Worked great the couple times I've tried it, but you do need to use lots of sealant. IMO if your sealant won't seal up the interface between the screws and the rubber, then you need better sealant!

Posted: Oct 10, 2019 at 7:23 Quote
freerider11 wrote:
R-M-R wrote:
Ideally, yes, but I've seen cases where this hasn't worked. It can be frustrating trying to seal several hundred holes and sealant is frequently depleted with that many holes.

I agree externally mounted studs solve these problems, albeit at quite the price.

Worked great the couple times I've tried it, but you do need to use lots of sealant. IMO if your sealant won't seal up the interface between the screws and the rubber, then you need better sealant!

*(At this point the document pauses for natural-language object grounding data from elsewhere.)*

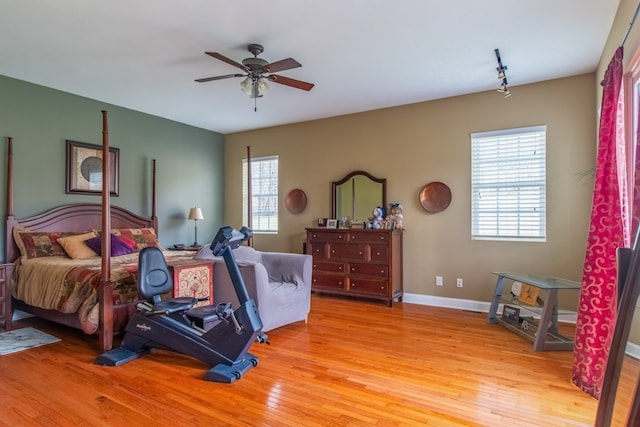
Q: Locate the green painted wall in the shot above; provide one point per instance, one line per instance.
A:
(189, 160)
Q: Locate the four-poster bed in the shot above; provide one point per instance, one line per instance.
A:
(97, 295)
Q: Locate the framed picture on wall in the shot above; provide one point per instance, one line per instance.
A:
(84, 168)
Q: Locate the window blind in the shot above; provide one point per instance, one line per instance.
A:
(264, 194)
(508, 184)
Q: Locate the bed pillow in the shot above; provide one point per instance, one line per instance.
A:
(37, 244)
(129, 242)
(142, 236)
(75, 247)
(118, 247)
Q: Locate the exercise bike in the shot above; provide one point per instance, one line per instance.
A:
(217, 335)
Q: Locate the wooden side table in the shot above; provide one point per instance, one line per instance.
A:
(5, 295)
(544, 333)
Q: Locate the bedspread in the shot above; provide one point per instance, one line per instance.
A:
(70, 286)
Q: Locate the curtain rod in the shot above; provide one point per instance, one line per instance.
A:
(635, 15)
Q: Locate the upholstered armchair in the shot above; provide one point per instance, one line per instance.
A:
(278, 282)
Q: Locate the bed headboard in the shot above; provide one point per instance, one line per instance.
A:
(76, 218)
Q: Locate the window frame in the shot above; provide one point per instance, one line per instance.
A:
(523, 215)
(260, 198)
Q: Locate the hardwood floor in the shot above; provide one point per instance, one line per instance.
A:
(353, 363)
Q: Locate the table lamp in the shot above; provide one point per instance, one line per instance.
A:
(195, 214)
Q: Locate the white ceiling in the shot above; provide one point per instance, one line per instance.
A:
(361, 54)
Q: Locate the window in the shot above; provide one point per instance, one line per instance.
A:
(508, 184)
(264, 194)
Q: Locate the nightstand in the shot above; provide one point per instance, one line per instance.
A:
(5, 295)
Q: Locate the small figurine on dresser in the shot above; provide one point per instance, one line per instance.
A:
(394, 220)
(375, 221)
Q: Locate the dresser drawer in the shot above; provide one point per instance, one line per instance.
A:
(348, 252)
(328, 236)
(369, 236)
(317, 249)
(366, 286)
(329, 267)
(328, 281)
(379, 253)
(378, 270)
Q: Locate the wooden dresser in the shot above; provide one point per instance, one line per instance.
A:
(355, 262)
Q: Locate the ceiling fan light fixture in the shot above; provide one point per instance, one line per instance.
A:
(263, 86)
(246, 85)
(502, 75)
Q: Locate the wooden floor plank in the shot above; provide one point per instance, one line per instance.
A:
(354, 363)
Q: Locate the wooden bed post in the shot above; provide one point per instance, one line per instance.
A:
(10, 210)
(105, 292)
(249, 197)
(154, 206)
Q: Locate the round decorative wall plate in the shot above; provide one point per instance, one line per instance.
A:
(435, 197)
(296, 201)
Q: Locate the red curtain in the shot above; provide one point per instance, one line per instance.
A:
(608, 230)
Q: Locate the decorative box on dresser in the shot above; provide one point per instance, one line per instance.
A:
(5, 295)
(357, 262)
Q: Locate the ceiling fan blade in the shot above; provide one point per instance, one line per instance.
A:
(298, 84)
(284, 64)
(227, 76)
(227, 60)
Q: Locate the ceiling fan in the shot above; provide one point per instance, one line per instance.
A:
(258, 72)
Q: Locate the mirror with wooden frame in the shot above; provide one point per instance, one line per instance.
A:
(356, 195)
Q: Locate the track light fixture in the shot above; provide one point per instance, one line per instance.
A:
(502, 75)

It's true, most sealants are trash, in my opinion. Anything that stays liquid for a long time won't seal and anything that seals quickly dries quickly.

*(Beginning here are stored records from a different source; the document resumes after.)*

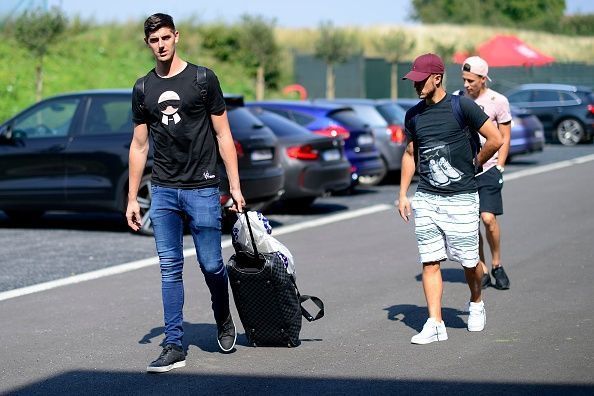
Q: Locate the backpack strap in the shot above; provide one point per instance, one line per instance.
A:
(202, 83)
(303, 298)
(473, 137)
(139, 90)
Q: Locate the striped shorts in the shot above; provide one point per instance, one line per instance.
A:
(447, 227)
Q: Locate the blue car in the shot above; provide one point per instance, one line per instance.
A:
(527, 132)
(336, 121)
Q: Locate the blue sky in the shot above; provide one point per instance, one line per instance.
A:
(300, 13)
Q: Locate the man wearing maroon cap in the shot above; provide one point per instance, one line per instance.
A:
(446, 203)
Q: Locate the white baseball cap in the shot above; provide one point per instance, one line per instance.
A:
(476, 65)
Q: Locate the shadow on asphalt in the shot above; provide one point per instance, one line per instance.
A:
(414, 316)
(82, 382)
(452, 275)
(316, 209)
(108, 222)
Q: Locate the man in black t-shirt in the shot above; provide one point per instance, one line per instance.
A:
(188, 131)
(446, 203)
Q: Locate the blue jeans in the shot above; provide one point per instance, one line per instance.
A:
(202, 210)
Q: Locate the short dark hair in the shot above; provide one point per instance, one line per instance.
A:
(156, 22)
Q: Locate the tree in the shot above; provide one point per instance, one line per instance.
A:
(259, 48)
(334, 46)
(37, 30)
(532, 14)
(394, 46)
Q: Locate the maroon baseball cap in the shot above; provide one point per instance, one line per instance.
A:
(424, 66)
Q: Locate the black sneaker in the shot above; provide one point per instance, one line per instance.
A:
(485, 281)
(501, 279)
(226, 335)
(171, 357)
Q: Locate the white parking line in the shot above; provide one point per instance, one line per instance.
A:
(549, 167)
(134, 265)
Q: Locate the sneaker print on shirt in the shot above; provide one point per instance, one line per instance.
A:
(441, 172)
(452, 173)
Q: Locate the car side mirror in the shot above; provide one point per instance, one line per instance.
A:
(8, 136)
(5, 134)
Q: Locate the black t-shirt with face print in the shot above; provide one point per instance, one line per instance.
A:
(445, 155)
(183, 138)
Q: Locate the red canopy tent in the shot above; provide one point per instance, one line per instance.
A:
(501, 51)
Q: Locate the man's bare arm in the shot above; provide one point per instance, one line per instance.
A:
(139, 148)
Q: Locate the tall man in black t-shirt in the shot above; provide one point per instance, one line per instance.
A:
(446, 203)
(186, 128)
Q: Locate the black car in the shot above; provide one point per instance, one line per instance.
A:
(70, 152)
(566, 111)
(313, 164)
(386, 120)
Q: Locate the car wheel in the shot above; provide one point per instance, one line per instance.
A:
(144, 200)
(570, 132)
(374, 180)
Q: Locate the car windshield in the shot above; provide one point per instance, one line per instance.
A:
(280, 125)
(393, 113)
(370, 115)
(348, 118)
(241, 118)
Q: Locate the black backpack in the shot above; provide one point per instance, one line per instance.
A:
(471, 134)
(200, 78)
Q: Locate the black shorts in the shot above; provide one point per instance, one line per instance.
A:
(490, 185)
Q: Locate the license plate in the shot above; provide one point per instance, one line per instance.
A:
(331, 155)
(261, 155)
(365, 140)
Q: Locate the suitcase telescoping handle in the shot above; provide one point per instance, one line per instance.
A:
(247, 220)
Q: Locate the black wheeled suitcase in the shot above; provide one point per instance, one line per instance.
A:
(267, 298)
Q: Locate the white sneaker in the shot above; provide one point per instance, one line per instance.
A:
(477, 317)
(432, 331)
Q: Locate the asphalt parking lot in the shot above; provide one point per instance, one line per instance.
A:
(96, 336)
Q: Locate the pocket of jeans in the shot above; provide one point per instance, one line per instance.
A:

I haven't owned a tubeless tire that's studded with screws, I've only assisted with the initial set-up - and clean-up! On my own tires, even a small hole that's been plugged will continuously weep while riding due to casing deformation. Does this not happen when long screws are pushed and sheared while riding?

Posted: Oct 10, 2019 at 7:28 Quote
R-M-R wrote:
It's true, most sealants are trash, in my opinion. Anything that stays liquid for a long time won't seal and anything that seals quickly dries quickly.

I haven't owned a tubeless tire that's studded with screws, I've only assisted with the initial set-up - and clean-up! On my own tires, even a small hole that's been plugged will continuously weep while riding due to casing deformation. Does this not happen when long screws are pushed and sheared while riding?

Been a few years since I've used screw tires, as I've been using the external grip studs (which are a way better solution), but the last set of tubeless screw tires I used stayed sealed up all winter long and rarely needed air, at least not much more than a regular tubeless setup. Results may very I suppose, but worked well for me.

Posted: Oct 10, 2019 at 7:45 Quote
freerider11 wrote:
Been a few years since I've used screw tires, as I've been using the external grip studs (which are a way better solution), but the last set of tubeless screw tires I used stayed sealed up all winter long and rarely needed air, at least not much more than a regular tubeless setup. Results may very I suppose, but worked well for me.

Good to know. Thanks!

Posted: Oct 10, 2019 at 12:44 Quote
Anyone have any positive or negative experiences with re-tapping pedal threads on crank arms.
One of my crank arms got stripped from a forced pedal install but my crank arms are still good, thoughts on re tapping the crank arm? Will it weaken the crank?

Posted: Oct 10, 2019 at 12:45 Quote
joeljohnson wrote:
Anyone have any positive or negative experiences with re-tapping pedal threads on crank arms.
One of my crank arms got stripped from a forced pedal install but my crank arms are still good, thoughts on re tapping the crank arm? Will it weaken the crank?
use a helicoil. Very common job. Cranks will be fine.